You can learn more about the Whiteman WM90PH8 mixer here


Toro offers an array of portable mortar mixers that range in capacity.  Mixers use Toro's patented paddle technology to move mortar in both a horizontal and circular motion for a smoother mix. 

 Its MMX-650E-S Ultra Mix Mortar Mixer is designed for small to medium-sized jobs. 

Key features include:

  • 1.5-horsepower electric motor 
  • Mixing capacity of 6 cubic feet
  • Steel drum

Find out more about the MMX-650E Ultra Mix Mortar Mixer here.

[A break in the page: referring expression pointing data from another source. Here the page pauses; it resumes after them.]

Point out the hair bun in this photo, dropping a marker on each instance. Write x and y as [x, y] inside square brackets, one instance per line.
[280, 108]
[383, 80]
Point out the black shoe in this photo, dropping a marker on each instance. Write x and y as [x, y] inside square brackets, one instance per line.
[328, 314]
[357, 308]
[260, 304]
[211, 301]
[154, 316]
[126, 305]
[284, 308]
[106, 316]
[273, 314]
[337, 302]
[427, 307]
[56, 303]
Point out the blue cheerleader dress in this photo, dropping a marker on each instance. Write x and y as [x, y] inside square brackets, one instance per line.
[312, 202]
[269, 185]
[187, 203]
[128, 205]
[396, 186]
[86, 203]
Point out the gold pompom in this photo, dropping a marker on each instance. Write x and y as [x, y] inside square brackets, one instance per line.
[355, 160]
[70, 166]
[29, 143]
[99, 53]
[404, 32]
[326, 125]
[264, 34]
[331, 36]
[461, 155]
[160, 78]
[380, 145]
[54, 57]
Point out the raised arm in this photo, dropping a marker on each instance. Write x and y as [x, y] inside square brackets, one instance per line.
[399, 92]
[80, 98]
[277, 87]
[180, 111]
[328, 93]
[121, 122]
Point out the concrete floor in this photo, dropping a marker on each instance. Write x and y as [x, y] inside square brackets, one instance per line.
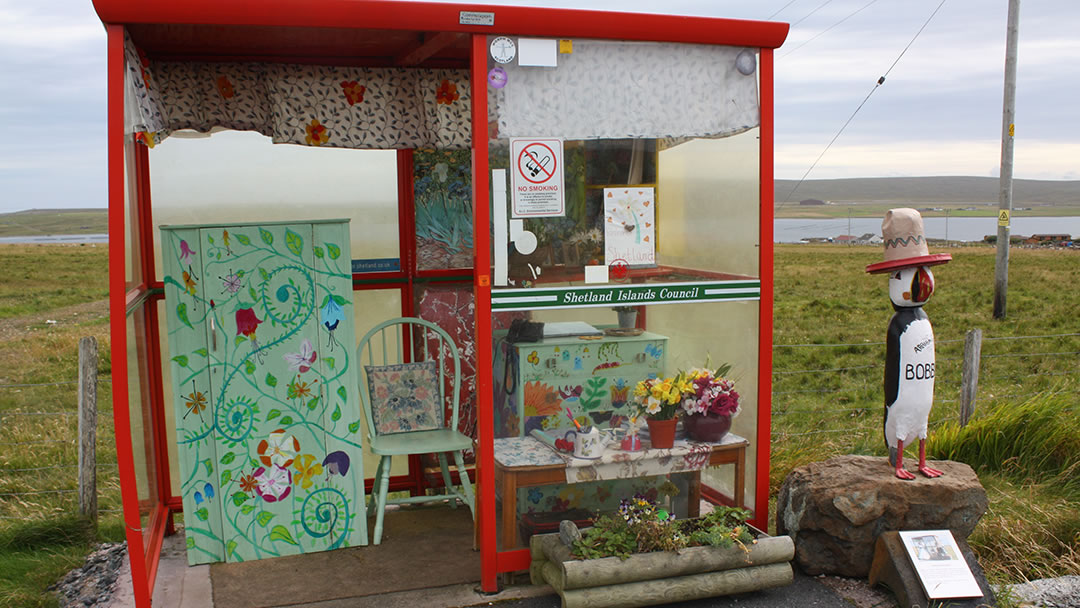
[426, 558]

Toro MM-12511H-S Mortar Mixer

This portable plaster/mortar mixer has a nine cubic feet polyethylene drum with EasyClean technology. Other key features include;

  • Honda GX340 gasoline engine
  • Mixes up to 12 cubic feet of material
  • Steel drum

You can learn more about the Whiteman WM90PH8 mixer here


EZG Manufacturing offers four models of their Mobile Mud Hog® mixers.  Masons can use them to mix mortar, grout, or concrete. The mixers range in capacity and options.  All models are powered by a hydraulic motor and feature a hydraulic drivetrain.  They are designed to be used with a walk-behind Skid Steer Loader.

Their MMH4 (pictured) model has a mixing capacity of 4 cubic feet.  It has a manual gate dump with an optional extended dump chute. A Honda gasoline engine is available.

The MMH4 is a good fit for smaller jobs.  

The MMH9 has nine cubic feet of mixing capacity.  Like its compact counterpart, it comes with a manual gate dump and offers an optional Honda gasoline engine.

For larger jobs, EZG Manufacturing offers the MMH12 mixer. 

Key features include;

  • Mixing capacity of 12 cubic feet
  • Hydraulic gate dump with a discharge rate of ½ cubic yards per minute. 
  • Skid mount and forklift pockets
  • Optional 11.7-horsepower Honda gasoline engine

Finally, the MMH20 can mix up to 20 cubic feet of material. This high-capacity machine can discharge up to ½ cubic yards per minute. It comes with a skid mount and forklift pockets. Like the MMH9, an optional Honda motor is available.

To learn more about Mobile Mud Hog® mixers, visit the EZG Manufacturing site here


Portable mixers make a mason’s life easier. Mortar, grout, and concrete can be mixed easily and quickly while on the job. Portable mixers can improve your job’s efficiency. They can minimize worker fatigue and time wasted by physically mixing these materials. Choosing the right one comes down to the types of jobs you do and how you plan to use them.